Bir üniversite profesörü öğrencilerine şu soruyu sorar;
“Var olan her şeyi Tanrı mı yarattı?”
Bir öğrenci ayağa kalkar ve cevaplar.
“Evet, her şeyi Tanrı yarattı!”
Profesör sorusunu yineler ve öğrenci yine “Evet efendim” diye cevaplar.
Profesör devam eder.
“Eğer her şeyi yaratan Tanrı ise, şeytan var olduğuna göre şeytanı da Tanrı yaratmış olur. Çalışmalarımızda uyguladığımız kesinleştirme prensibine göre de Tanrı şeytandır.”

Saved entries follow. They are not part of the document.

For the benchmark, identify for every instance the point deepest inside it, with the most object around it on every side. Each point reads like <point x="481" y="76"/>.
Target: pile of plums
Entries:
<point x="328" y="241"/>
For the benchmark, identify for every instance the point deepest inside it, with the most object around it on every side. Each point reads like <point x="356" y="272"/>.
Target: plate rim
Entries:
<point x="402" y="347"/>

Öğrenci böyle bir önerme karşısında şaşırır ve yerine oturur.
Bu arada başka bir öğrenci ayağa kalkar ve “Bir soru sorabilir miyim profesör?” der.
Profesör sorabileceğini söyler.
Öğrenci “Soğuk var mıdır?” diye sorar.
Profesör; “Nasıl bir soru bu böyle, tabii ki vardır” diye cevaplar. “Sen hiç soğuktan üşümedin mi?”

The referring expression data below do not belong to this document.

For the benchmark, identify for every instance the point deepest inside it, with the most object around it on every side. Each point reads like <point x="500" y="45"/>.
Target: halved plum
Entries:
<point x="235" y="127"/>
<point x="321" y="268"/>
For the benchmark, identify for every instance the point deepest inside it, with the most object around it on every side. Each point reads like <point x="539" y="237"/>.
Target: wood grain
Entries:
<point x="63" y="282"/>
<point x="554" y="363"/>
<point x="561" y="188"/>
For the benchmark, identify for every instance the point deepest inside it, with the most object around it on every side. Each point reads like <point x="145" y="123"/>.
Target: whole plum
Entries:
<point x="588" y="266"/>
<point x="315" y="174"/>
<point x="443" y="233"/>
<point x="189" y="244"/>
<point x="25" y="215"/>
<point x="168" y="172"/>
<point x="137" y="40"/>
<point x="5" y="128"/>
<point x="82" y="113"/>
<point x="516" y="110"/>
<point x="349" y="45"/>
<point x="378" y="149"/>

Öğrenci “Aslında, fizik yasalarına göre soğuk yoktur; yaşamda/gerçekte biz soğuğu sıcaklığın yokluğu olarak düşünürüz. Herkes veya nesneler o enerji oradaysa veya bir şekilde enerji iletiyorsa onu deneyimler. Örneğin, Absolute 0 (-273 derece C) sıcaklığın kesin yokluğudur. Soğuk yoktur, o yalnızca sıcaklığın yokluğunda duyumsadıklarımızı tarif etmek için yarattığımız bir kelimedir” der ve devam eder.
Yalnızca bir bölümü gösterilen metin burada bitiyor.